Hal ini selaras dengan jaminan Allah dalam Surah Al-Baqarah ayat 208, yang menyerukan umat Islam untuk melaksanakan agama secara total, tidak setengah-setengah, dan menjauhi langkah-langkah setan yang menyesatkan.
“Sehingga kita harus bertaqwa dengan ḥaqqa tuqaatihii, takwa yang otentik. Sebab, setan selalu berusaha menggeser kita ke jalan kefasikan yang mencelakakan,” ujarnya.
Pertarungan ini, menurut Abu A’la, tidak hanya berlangsung di ranah fisik, tetapi juga di tataran cara pandang, filosofi hidup, dan paradigma.
Ia menyebutkan bahwa berbagai elemen duniawi, seperti film, hiburan, mode, dan makanan, menjadi alat untuk mengganti paradigma keislaman dengan nilai-nilai sekuler.
“Titik krusialnya adalah masa muda, di mana mereka memiliki potensi menjadi baik, sholeh, sholehah, dan bermanfaat—atau sebaliknya, terjerumus ke dalam kesesatan dan kebingungan. Jadi, sejak dini, generasi muda kita harus memiliki kerangka pandang yang benar,” paparnya.
Abu A’la menegaskan bahwa seorang Muslim yang tercerahkan dengan nilai-nilai Qur’ani tidak akan tersesat di tengah berbagai paradigma hidup.
Ia merujuk pada Al-Qur’an, “Al-ḥaqqu mir rabbika fa laa takuunanna minal-mumtariin” (Kebenaran itu dari Tuhanmu, maka janganlah engkau termasuk orang-orang yang ragu). Islam, katanya, memiliki worldview yang jelas, bebas dari keraguan, yang mampu menjadi benteng kokoh di tengah arus globalisasi.
“Generasi muda adalah aset, kekayaan yang sangat penting dalam kehidupan.
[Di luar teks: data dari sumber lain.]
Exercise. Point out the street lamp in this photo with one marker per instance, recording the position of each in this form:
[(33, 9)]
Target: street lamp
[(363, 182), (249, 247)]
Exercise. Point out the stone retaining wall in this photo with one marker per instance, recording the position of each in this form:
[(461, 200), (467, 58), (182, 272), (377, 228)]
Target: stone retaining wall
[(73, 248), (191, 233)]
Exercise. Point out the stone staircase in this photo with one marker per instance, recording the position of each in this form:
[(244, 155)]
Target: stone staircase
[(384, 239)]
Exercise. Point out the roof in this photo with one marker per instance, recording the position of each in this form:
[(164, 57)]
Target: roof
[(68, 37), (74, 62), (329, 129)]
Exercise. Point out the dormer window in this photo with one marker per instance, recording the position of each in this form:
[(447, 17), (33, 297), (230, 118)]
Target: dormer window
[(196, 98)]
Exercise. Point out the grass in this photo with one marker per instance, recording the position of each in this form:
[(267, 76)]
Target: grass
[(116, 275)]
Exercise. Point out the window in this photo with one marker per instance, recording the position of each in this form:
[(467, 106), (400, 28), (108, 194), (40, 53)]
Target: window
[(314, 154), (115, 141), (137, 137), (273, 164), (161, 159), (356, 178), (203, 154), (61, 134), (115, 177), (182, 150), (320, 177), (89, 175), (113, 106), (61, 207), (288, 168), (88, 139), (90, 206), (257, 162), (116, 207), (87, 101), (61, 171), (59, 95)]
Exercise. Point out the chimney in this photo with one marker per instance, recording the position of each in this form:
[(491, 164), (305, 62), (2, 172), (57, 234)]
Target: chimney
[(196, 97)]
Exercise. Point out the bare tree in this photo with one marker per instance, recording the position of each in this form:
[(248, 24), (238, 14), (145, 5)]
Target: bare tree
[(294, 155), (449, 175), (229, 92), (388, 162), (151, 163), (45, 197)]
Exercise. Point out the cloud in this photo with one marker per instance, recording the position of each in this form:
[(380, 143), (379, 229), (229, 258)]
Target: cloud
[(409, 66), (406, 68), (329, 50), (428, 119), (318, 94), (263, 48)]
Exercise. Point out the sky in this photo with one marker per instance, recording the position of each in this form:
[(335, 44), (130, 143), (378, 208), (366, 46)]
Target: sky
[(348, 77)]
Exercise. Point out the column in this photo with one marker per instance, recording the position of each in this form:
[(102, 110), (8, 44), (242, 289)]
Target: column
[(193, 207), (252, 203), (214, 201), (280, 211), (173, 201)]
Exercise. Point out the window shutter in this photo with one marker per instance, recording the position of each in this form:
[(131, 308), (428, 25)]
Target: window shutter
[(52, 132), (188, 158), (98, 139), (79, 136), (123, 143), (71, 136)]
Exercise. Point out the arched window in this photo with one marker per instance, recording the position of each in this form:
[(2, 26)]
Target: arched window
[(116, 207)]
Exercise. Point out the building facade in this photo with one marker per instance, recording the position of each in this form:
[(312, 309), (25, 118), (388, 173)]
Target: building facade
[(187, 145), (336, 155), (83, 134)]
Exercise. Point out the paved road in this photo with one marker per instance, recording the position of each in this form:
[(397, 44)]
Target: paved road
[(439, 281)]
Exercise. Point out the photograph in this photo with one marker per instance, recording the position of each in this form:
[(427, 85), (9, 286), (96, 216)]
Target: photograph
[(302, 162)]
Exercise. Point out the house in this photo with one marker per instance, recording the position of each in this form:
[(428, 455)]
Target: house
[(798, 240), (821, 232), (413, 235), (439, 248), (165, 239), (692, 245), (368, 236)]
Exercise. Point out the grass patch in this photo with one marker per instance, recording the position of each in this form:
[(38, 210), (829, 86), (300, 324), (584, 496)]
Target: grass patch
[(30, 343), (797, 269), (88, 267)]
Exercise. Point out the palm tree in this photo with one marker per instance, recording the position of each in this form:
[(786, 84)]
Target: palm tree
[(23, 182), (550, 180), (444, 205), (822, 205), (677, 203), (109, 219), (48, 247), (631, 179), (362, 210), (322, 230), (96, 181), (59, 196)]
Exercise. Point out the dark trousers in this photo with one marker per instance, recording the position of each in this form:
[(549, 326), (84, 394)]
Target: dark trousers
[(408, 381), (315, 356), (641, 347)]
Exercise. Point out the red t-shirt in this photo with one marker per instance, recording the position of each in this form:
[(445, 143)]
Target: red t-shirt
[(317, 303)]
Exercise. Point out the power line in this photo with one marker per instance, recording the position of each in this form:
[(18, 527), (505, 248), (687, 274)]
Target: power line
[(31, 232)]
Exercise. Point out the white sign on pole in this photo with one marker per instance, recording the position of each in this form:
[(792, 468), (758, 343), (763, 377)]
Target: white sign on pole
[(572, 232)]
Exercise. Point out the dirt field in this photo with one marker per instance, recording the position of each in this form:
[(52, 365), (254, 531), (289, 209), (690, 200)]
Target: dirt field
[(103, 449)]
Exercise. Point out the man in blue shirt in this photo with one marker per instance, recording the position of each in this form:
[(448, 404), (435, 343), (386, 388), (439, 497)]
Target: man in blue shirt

Kalau dalam ekonomi, mesin yang menjadi aset. Tapi dalam kehidupan yang berdimensi ukhrawi, generasi muda adalah aset yang mahal sehingga kita harus peduli pada mereka,” ungkapnya dengan penuh penekanan.
Ia membandingkan kepedulian masyarakat terhadap kerusakan alam dengan kurangnya perhatian terhadap kerusakan mentalitas manusia, yang kini bergulat dengan hedonisme dan tantangan menemukan kebenaran.
Menurutnya, meskipun umat Islam memiliki Al-Qur’an sebagai wahyu ilahi, masalah utama adalah kurangnya internalisasi nilai-nilai tersebut dalam pikiran.
“Kita punya wahyu Al-Qur’an, tapi masalahnya, itu tidak diinstal dalam pikiran kita. Akhirnya, kita tidak punya kekuatan untuk memproses dan mengolah informasi yang masuk ke pikiran. Dengan filter wahyu Qur’ani, yang buruk ditolak, yang baik dikumpulkan dan ditransformasikan sehingga kebaikan itu berlipat ganda,” jelasnya.
Untuk itu, Abu A’la menekankan pentingnya menanamkan paradigma Islam sejak dini, salah satunya melalui kegiatan seperti Daurah Marhalah Ula (DMU).
Ia menegaskan bahwa pendidikan berbasis Qur’ani bukan hanya sekadar transfer pengetahuan, tetapi juga pembentukan karakter dan cara pandang yang mampu menjawab tantangan zaman.
Dengan demikian, jelasnya menambahkan, generasi muda dapat menjadi agen transformasi yang tidak hanya kokoh dalam keimanan, tetapi juga mampu menyebarkan kebaikan secara luas.
Turut hadir dalam acara ini Ketua Murabbi Wilayah Kaltim Ust. Drs. Muhammad Nurdin AR, Ketua DPW Hidayatullah Kaltim Uswandi, S.HI, Ketua PW Pemuda Hidayatullah Kaltim Ust. Zulfahmi, Lc, Ketua PW Muslimat Hidayatullah Erniwati, SE, dan juga Ketua Yayasan Hidayatullah Bontang, Ust. Ahmad Firdaus Darwin dan jajaran, selaku tuan rumah.